Here's a picture of director John Reiss at the Q&A:


Next up was a reel of Japanese experimental animation. "Tokyo Loop" was made a couple of years ago to celebrate the 100th anniversary of animation on film. Most of them are very experimental. A few are funny, and some just boring. I found it kind of a mixed bag, mostly the kind of experimental movies that appeal mostly to other filmmakers. But I do like some of them. The first one, with the man and dog represented by dots connected by lines--that one totally hit my math geek buttons. And there's the one with all the poo. And there are finally bunnies that don't die! Turns out the Japanese treat their bunnies nice--reaaaal nice.
And finally, the midnight movie "Pop Skull", a drug-addled horror movie. Daniel is a pill addict living in Alabama. He's got a really hard time keeping his life together, and it's made all the more difficult by the murderous ghosts (or something) in his home. Of course, this might all be his dream, as he admits early on that he's having difficult telling dream from reality, and they do no favors making it any easier to the audience. This is one part horror film, two parts drug film, and about 10 parts art film.

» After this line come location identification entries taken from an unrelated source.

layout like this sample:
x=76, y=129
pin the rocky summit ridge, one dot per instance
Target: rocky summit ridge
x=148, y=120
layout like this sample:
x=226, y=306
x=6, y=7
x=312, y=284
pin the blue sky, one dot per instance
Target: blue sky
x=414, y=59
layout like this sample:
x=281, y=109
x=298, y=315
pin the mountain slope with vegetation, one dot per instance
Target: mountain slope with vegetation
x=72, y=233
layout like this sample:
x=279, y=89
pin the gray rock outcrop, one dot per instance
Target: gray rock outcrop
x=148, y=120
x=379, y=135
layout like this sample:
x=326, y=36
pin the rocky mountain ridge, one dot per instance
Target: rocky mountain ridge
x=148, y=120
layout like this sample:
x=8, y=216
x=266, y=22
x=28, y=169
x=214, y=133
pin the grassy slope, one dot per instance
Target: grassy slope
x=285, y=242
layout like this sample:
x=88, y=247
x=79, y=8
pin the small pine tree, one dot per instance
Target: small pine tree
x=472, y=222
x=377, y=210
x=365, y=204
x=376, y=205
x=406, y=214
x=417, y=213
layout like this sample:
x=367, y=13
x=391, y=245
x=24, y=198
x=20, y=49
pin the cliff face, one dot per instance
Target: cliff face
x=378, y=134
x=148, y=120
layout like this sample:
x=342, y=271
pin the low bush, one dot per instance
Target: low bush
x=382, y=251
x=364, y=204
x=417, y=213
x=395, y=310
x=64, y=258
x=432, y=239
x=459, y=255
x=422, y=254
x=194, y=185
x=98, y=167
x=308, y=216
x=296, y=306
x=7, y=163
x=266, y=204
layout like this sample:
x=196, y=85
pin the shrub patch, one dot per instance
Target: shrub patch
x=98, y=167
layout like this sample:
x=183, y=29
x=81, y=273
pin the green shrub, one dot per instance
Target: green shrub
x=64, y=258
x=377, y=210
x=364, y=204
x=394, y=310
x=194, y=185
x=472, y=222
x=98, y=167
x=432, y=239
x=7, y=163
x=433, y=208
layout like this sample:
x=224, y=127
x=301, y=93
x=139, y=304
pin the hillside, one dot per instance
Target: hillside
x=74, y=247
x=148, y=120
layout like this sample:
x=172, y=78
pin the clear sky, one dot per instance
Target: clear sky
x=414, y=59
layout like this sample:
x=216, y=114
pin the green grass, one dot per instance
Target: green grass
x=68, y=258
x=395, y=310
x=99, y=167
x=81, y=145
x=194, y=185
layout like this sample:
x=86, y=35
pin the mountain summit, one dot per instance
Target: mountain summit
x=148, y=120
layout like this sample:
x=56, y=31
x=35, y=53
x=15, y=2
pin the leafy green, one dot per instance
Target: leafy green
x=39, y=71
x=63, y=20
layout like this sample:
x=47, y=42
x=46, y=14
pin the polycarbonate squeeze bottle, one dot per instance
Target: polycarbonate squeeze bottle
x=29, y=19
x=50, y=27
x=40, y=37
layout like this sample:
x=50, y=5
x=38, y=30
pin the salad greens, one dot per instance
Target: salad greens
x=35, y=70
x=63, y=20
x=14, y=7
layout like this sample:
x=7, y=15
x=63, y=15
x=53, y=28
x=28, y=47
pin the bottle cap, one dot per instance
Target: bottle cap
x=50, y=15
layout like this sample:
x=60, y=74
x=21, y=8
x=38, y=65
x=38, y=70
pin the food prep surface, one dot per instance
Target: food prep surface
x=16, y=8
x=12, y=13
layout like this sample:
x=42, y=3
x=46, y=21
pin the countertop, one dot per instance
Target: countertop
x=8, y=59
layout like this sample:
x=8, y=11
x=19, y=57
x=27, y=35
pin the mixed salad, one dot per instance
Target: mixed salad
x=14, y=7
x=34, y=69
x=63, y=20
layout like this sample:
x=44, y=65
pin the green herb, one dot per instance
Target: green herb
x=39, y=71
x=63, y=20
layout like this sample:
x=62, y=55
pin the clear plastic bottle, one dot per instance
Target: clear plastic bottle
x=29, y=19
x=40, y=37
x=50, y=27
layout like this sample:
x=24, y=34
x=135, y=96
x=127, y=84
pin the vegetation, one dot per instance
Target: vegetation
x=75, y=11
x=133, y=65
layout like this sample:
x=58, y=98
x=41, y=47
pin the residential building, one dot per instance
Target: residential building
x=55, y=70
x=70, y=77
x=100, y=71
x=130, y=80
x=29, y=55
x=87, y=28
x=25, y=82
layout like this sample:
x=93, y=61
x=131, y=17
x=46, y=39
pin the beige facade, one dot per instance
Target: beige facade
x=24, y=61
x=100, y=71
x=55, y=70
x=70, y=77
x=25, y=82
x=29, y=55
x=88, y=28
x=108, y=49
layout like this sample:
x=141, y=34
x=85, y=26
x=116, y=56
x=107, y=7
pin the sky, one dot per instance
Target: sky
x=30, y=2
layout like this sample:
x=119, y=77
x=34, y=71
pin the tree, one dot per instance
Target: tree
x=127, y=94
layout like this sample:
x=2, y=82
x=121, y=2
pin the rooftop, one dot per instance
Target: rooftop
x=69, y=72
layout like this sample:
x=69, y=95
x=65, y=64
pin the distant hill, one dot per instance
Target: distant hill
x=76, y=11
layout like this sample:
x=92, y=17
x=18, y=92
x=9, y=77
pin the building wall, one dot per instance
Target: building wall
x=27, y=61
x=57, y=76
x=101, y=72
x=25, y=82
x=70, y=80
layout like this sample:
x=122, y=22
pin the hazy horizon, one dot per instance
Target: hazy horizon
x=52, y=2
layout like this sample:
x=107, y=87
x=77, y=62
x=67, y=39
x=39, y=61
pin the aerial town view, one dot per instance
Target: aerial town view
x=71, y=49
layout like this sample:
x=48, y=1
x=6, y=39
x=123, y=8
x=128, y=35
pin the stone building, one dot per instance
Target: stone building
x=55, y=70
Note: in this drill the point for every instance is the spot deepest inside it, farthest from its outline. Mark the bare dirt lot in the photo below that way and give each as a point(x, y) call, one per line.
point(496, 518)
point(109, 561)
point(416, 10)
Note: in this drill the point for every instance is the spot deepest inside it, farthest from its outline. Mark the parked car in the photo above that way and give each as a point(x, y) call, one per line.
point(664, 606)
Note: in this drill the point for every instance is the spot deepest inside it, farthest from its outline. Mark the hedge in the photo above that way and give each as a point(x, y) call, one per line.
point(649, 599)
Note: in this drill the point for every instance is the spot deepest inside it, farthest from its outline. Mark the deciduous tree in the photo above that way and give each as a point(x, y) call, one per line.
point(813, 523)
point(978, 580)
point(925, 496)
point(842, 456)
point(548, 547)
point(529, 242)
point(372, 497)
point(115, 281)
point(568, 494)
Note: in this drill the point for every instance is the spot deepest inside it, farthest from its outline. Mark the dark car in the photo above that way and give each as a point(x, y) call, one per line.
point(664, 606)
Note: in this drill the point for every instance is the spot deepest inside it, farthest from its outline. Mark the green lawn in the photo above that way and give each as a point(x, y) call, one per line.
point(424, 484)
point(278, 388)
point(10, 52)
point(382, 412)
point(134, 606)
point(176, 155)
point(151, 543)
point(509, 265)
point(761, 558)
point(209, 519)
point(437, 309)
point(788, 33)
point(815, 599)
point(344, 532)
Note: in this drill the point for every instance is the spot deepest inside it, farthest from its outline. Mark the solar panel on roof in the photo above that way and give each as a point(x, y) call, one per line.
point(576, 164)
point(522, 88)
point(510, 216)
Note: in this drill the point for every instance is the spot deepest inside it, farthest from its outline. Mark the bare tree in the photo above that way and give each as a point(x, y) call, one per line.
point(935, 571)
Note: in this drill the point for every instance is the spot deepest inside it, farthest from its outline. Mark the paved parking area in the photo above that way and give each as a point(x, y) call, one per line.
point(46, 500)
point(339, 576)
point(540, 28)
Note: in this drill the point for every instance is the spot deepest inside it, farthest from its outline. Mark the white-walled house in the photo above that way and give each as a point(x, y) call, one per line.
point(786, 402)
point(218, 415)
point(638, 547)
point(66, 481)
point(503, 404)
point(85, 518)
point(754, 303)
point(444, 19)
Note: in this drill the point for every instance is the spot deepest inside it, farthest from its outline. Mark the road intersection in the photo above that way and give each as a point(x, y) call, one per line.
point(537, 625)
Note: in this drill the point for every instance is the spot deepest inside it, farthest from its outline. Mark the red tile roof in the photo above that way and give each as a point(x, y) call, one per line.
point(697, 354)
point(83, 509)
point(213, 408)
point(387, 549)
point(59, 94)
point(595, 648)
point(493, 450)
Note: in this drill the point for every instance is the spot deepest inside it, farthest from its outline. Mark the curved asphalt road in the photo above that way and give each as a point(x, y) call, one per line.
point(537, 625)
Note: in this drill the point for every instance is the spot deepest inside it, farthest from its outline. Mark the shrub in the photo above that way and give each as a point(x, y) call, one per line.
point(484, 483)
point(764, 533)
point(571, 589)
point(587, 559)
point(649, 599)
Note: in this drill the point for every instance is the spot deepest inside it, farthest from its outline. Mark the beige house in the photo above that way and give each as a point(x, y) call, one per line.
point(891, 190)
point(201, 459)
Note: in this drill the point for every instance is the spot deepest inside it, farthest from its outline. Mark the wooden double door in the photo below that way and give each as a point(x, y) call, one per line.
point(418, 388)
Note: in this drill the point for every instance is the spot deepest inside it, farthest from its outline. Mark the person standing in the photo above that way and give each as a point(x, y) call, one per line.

But don't let that scare you off, there's plenty of visuals and creepy style to satisfy the horror fans, plus enough strobe effects to incapacitate a roomful of epileptics. All I can say is that while the similarity of the title to "popsicle" is a complete coincidence, it still gave me a beautifully nasty brain freeze.

Here's a picture of the filmmaking representatives, which I believe is the producing pair of Peter and Aron Katz. I hope I got that right, I was pretty tired by this time:

And that (after running down to Cell Space to catch the last 30 minutes of the after party) was day 3 of Indiefest.